To actually wire up one of these modules to the resolver, that is done separately in module_resolver.zig. Maybe in the future we can do codegen for it.

Builtin Functions

./functions contains isolated functions. Each function within is bundled separately, meaning you may not use global variables, non-type imports, and even directly referencing the other functions in these files. require is still resolved the same way it does in the modules.

In function files, these are accessible in C++ by using <file><function>CodeGenerator(vm), for example:

object->putDirectBuiltinFunction(
  vm,
  globalObject,
  identifier,
  // ReadableStream.ts, `function readableStreamToJSON()`
  // This returns a FunctionExecutable* (extends JSCell*, but not JSFunction*).
  readableStreamReadableStreamToJSONCodeGenerator(vm),
  JSC::PropertyAttribute::DontDelete | 0
);

Building

Run bun run build to bundle all the builtins. The output is placed in build/debug/js, where these files are loaded dynamically by bun-debug (an exact filepath is inlined into the binary pointing at where you cloned bun, so moving the binary to another machine may not work). In a release build, these get minified and inlined into the binary (Please commit those generated headers).

If you change the list of files or functions, you will have to run bun run build.

Notes on how the build process works

This isn't really required knowledge to use it, but a rough overview of how ./_codegen/* works

The build process is built on top of Bun's bundler. The first step is scanning all modules and assigning each a numerical ID. The order is determined by an A-Z sort.

The $ for private names is actually a lie, and in JSC it actually uses @; though that is a syntax error in regular JS/TS, so we opted for better IDE support. So first we have to pre-process the files to spot all instances of $ at the start of an identifier and we convert it to __intrinsic__. We also scan for require(string) and replace it with $requireId(n) after resolving it to the integer id, which is defined in ./functions/Module.ts. export default is transformed into return ...;, however this transform is a little more complicated that a string replace because it supports that not being the final statement, and access to the underlying variable $exports, etc.
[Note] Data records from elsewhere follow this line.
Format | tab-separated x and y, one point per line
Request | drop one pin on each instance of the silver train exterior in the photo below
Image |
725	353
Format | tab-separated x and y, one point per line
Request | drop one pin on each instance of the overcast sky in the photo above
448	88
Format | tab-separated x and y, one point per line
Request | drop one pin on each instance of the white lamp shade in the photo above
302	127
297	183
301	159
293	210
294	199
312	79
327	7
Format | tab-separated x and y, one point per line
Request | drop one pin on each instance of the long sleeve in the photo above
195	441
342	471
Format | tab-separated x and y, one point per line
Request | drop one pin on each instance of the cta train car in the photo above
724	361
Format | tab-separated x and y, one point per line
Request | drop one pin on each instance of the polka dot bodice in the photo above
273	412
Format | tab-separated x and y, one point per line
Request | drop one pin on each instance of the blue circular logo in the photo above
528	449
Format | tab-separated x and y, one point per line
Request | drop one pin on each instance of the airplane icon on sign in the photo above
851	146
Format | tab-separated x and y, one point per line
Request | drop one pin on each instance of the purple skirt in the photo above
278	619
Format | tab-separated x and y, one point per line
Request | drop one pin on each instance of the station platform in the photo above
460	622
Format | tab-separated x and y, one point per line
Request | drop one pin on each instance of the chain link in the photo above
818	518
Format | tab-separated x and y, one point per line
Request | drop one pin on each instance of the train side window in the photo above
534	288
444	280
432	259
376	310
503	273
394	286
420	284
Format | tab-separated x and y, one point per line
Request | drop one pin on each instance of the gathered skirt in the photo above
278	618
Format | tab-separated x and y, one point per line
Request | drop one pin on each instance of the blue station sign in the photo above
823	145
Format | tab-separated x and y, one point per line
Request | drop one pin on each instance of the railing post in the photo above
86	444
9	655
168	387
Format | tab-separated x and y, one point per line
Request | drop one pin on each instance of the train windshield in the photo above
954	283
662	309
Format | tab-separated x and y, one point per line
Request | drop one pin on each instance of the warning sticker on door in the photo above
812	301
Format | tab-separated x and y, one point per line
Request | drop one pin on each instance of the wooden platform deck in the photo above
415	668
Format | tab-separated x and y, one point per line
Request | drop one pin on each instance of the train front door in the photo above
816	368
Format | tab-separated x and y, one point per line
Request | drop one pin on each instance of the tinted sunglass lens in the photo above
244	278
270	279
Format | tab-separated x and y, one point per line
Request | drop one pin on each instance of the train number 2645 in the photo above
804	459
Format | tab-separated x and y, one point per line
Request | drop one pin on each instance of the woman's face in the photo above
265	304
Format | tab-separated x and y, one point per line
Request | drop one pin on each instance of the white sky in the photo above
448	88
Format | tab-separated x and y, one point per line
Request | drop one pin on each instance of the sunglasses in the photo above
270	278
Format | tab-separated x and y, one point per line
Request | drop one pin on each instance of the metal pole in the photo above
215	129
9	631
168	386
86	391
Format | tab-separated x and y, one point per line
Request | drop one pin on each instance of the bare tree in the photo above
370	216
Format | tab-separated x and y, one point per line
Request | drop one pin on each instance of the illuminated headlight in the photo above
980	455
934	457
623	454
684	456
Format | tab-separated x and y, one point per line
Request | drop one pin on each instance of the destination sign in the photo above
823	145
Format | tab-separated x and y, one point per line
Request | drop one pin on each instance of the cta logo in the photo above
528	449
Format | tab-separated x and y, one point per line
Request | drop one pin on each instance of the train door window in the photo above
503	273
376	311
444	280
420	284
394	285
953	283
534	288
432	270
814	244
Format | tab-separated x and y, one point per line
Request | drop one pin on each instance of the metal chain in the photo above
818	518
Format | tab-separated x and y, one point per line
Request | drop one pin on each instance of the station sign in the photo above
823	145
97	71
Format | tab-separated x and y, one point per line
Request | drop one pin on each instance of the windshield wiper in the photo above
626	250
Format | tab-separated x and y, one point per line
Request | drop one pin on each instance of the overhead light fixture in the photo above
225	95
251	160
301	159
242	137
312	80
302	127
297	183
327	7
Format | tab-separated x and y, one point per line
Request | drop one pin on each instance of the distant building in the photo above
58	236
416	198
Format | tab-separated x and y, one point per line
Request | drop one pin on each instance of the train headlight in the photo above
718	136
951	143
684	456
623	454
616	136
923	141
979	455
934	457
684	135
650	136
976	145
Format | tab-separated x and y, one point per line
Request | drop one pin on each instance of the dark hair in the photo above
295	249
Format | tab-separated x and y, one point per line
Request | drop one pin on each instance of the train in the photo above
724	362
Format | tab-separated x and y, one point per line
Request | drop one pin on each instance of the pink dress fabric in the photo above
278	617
The preprocessor is smart enough to not replace $ in strings, comments, regex, etc. However, it is not a real JS parser and instead a recursive regex-based nightmare, so may hit some edge cases. Yell at Chloe if it breaks.

The module is then printed like:

// @ts-nocheck
$$capture_start$$(function () {
  const path = __intrinsic__requireId(23);
  // user code is pasted here
  return {
    cool: path,
  };
}).$$capture_end$$;

This capture thing is used to extract the function declaration afterwards, this is more useful in the functions case where functions can have arguments, or be async functions.

After bundling, the inner part is extracted, and then __intrinsic__ is replaced to @.

These can then be inlined into C++ headers and loaded with createBuiltin. This is done in InternalModuleRegistry.cpp.